May Musings







The mild spring kept the wildflower bloom fresh for a very long time. The trillium are not yet gone to seed and calypso orchids and fawn lilies are everywhere in the mossier parts of the woods behind our house while iris and thermopsis are in full bloom at the top of the hill. At the pond this year we had a first. Two mallard ducks hatched nests of ducklings. One had ten and the other twelve. Unfortunately the mothers take their little ones away after the first few days; they go down into the little creek that flows through our pasture and then into Fox Hollow Creek. There are several ponds and extensive wetlands along the big creek so there is plenty of good habitat and a lot more privacy than at our farm. We don't see the little mallards again until they can fly. At least we presume that the adult female who comes to the pond with a flock of young is the same duck. Perhaps this year we will see two mothers fly in with their families in the late afternoons and then we will have better evidence for this long held presumption. Now that the mallards are gone, we are looking forward to the arrival of the wood duck family. Their chicks seem to hatch a little later than the mallards, and they stay at the pond longer. Our poor lonely Western Pond Turtle basks in the sun on a log by itself every morning. It too will go away for the summer soon. Is it daydreaming to hope that somewhere downstream it finds a mate?

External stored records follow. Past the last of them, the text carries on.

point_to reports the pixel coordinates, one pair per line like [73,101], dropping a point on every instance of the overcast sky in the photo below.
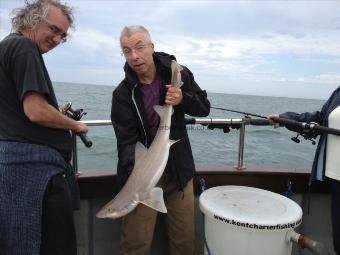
[277,48]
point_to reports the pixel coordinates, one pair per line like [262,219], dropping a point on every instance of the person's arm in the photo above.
[194,100]
[39,111]
[125,126]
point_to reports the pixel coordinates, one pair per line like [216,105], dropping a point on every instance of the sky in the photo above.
[273,48]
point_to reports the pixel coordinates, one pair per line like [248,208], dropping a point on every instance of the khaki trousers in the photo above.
[138,226]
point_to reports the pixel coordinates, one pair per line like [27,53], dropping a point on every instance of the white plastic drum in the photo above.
[241,220]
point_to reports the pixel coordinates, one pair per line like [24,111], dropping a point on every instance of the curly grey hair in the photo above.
[130,30]
[35,12]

After three springs of total warfare, we can declare victory in the battle with the "lovely" ivy that covered the stream banks 33 years ago when we bought our place. Unfortunately all our chopping, raking and digging left a perfect habitat for trailing blackberry and nothing else. So for the past two springs we have done in blackberries as well as digging out the last remnants of our old growth ivy. This year while we crawled around grubbing out nasties we kept shouting with joy because Indian plum, vine maple, trillium, grouseflowers, and lilies of various species are appearing. So too are seedling cherries. Is another war against a beautiful but non native plant in our futures?

Reida Kimmel

AND MORE MAY MUSINGS

We've been hiking in the coast range this spring, experiencing the poetry of the early flowers and unfurling foliage quietly going about their business whether we're there to watch or not. On our first hike, the Coast Fawn Lilies (Erythronium revolutum) lined our trail for almost three miles and surprisingly seemed to thrive in the middle of a path compacted for many years by hiking boots. The other woodland jewels, the bleeding hearts and all the Fairy Bells and Fairy Lanterns and Maianthemums (the False Lilies-of-the-Valley and False Solomon's Seals), knowing their stature would cover the nodding pink lilies, patiently awaited their turn. The fiddleheads looked tempting, but who could sever their heads before they danced.

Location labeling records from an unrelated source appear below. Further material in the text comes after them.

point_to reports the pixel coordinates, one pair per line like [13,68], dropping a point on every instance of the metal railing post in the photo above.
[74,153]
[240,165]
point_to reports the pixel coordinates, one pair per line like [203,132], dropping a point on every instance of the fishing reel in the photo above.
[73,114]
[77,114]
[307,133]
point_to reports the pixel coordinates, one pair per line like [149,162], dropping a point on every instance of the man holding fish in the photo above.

The leafless alders and maples both dangled their blossoms to frame our view of the North Fork of the Smith noisily showing off its voluptuous spring flow. And a seemingly lonely Winter Wren cheered on our passage as we forded creeks and maneuvered around huge fallen trees whose branches attempted to thwart our wending through their territory. These fallen giants reminded us of the devastating winds we had all experienced earlier this year in and around Lane County. Only hiking here, away from our aesthetic ignorance, a horizontal tree is not at all unsightly, and can lie languorously renewing the earth with its decay through centuries, providing a livelihood for billions of organisms in time, maybe not so memorable as the pink fawn lilies, but so much more essential.